Give parents ‘the right to pry on Facebook’
PARENTS should be made to sign contracts compelling them to monitor their children’s Facebook messages, the coroner in the Ann Maguire murder inquest has claimed.
Under proposals due to be presented to Matt Hancock, the digital minister, parents would be given the right to pry on their children’s accounts because their “responsibility transcends” a teenager’s “entitlement to privacy”.
The suggestions would also require children aged 13 to 18 to have a named parent on their application to open an account, and make parents contractually obliged to monitor their messages.
Kevin Mcloughlin, the coroner, outlined the proposals yesterday as a jury ruled that the murder of Ann Maguire, a Spanish teacher, could have been prevented.

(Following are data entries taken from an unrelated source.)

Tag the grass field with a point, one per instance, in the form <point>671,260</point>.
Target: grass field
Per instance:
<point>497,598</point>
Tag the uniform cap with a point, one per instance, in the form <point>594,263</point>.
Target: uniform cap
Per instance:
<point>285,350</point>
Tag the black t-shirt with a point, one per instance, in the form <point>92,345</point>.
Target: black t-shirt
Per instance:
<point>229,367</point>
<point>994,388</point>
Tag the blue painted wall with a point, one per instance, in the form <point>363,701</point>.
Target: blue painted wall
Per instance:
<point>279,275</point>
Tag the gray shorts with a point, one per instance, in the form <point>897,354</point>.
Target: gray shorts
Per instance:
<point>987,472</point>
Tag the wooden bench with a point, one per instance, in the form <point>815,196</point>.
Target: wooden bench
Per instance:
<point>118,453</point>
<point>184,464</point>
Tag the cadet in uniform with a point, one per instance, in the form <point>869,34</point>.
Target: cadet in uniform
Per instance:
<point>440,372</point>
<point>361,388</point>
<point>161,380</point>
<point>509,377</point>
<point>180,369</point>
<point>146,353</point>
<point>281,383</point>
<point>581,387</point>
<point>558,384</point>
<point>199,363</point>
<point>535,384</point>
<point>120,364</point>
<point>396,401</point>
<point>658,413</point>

Delivering a conclusion of unlawful killing, the jury at Wakefield coroner’s court said that the 61-yearold’s death had resulted from “missed opportunities to share and record the problem behaviour” of her killer.
Mrs Maguire, an employee of Corpus Christi College, Leeds, was stabbed to death by Will Cornick, a pupil, during a lesson at the school on April 28 2014.
The inquest jury heard that Cornick, then 15, had exchanged a series of messages on Facebook with friends in which he professed his hatred for Mrs Maguire and his desire to harm her.
In statements following Mrs Maguire’s murder, Cornick’s parents claimed they had no prior knowledge of their son’s intentions.
Commenting on the disclosures, Mr Mcloughlin said that Cornick’s online threats had been “sinister and grotesque”, adding that he believed that “parents have a responsibility to protect children”.
In order to do this, he said that they should be given “access to supervise content”.